This template allows building a clunits Catalan voice.
The dependencies are splitted in two groups. The downloadable dependencies are dependencies that can be downloaded from the Internet easily. On the other hand, you should provide some recordings and the prompts in festival format.
- Speech tools 2.1
- Festival 2.1
- Festvox 2.4
- upc_ca_base
- A voice similar to your recordings (i.e: pep):
- Prompts in festival format (you may check some in upc_ca_prompts)
- Recordings (currently this has been tested with 16kHZ, 16 bit wav recordings)
If you have not downloaded this package, you may want to run:
mkdir workdir
cd workdir
wget https://github.com/FestCat/festcat-clunits-builder/archive/master.zip
unzip master.zip || exit 1
cd festcat-clunits-builder-master
Download and install the festival suite:
./train_voice "festival_suite"
The basic Catalan package:
./train_voice "festcat_base"
Install a similar voice to your already existing recordings.
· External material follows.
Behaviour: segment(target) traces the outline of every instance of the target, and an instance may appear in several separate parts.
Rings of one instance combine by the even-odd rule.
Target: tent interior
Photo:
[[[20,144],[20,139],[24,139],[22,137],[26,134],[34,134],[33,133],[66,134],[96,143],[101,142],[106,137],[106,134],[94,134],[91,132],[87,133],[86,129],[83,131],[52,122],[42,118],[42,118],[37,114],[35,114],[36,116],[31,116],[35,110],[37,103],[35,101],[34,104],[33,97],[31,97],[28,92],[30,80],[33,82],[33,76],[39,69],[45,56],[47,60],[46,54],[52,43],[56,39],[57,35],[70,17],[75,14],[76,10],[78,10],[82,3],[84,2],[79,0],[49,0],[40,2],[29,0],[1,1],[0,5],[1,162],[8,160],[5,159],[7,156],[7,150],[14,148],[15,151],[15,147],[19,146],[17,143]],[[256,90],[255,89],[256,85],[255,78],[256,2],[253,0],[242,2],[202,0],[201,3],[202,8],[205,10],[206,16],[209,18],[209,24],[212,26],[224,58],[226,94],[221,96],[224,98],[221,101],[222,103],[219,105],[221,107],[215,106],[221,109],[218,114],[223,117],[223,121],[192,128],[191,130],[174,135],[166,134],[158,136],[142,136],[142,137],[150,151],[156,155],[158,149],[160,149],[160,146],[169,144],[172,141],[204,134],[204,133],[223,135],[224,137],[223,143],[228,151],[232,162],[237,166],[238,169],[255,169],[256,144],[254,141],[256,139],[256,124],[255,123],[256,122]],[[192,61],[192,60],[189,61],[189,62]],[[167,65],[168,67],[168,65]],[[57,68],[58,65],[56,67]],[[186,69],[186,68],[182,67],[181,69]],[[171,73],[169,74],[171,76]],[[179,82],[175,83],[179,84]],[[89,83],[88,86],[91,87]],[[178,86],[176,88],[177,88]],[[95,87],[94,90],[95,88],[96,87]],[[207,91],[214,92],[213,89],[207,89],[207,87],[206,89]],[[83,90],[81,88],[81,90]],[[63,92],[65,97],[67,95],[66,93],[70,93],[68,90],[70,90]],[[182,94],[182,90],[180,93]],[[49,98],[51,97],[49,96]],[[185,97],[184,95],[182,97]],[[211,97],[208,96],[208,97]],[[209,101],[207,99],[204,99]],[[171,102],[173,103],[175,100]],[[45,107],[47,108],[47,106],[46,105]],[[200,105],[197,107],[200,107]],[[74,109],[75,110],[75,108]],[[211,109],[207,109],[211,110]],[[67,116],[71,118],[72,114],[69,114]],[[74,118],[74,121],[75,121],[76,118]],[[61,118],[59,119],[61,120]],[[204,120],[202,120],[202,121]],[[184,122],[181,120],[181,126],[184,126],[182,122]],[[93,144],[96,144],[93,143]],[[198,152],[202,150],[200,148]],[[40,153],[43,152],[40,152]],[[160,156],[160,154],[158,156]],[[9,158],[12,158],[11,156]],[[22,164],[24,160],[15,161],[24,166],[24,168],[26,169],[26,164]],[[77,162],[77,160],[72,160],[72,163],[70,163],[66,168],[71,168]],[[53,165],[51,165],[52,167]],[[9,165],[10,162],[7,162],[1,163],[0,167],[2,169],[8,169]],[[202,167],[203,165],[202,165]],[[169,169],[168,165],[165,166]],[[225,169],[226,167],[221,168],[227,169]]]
This voice is used as a reference for the phonetic labelling.
./train_voice "festcat_closest_voice" "upc_ca_pep_clunits"
Now the system needs to know information from your speaker. This includes a name for the new voice, its gender and some path settings. By now you should decide/know:
- The new name for your voice (i.e.
pol
) - The gender of your speaker (i.e.
male
) - The dialect of your speaker (i.e.
central
) - A similar similar voice to the one you recorded (i.e.
upc_ca_pep_clunits
) - The path to your prompt file in festival format
- The path to your recordings in 16kHz and 16bit wav format.
Use the following syntax (I know the --enable-festivalpath
is not
consistent with the rest of the arguments, that might be changed in the future):
INST="upc" VOX="pol" GENDER="male" DIALECT="central" \
CLOSESTVOICE="upc_ca_pep_clunits" \
PROMPTS="/promptsdirectory/pol.data" \
WAVDIR="/actualrecordings/wav" \
./train_voice "configure_template"
If you type make
everything will be done. But it's better if you run it
step by step understanding what is happening:
make setup
make prompts
make labs
make utts
make pm
make mcep
make clunits
WORK IN PROGRESS: How things work
The label files should relate the phonemes to the second they appear in the recording.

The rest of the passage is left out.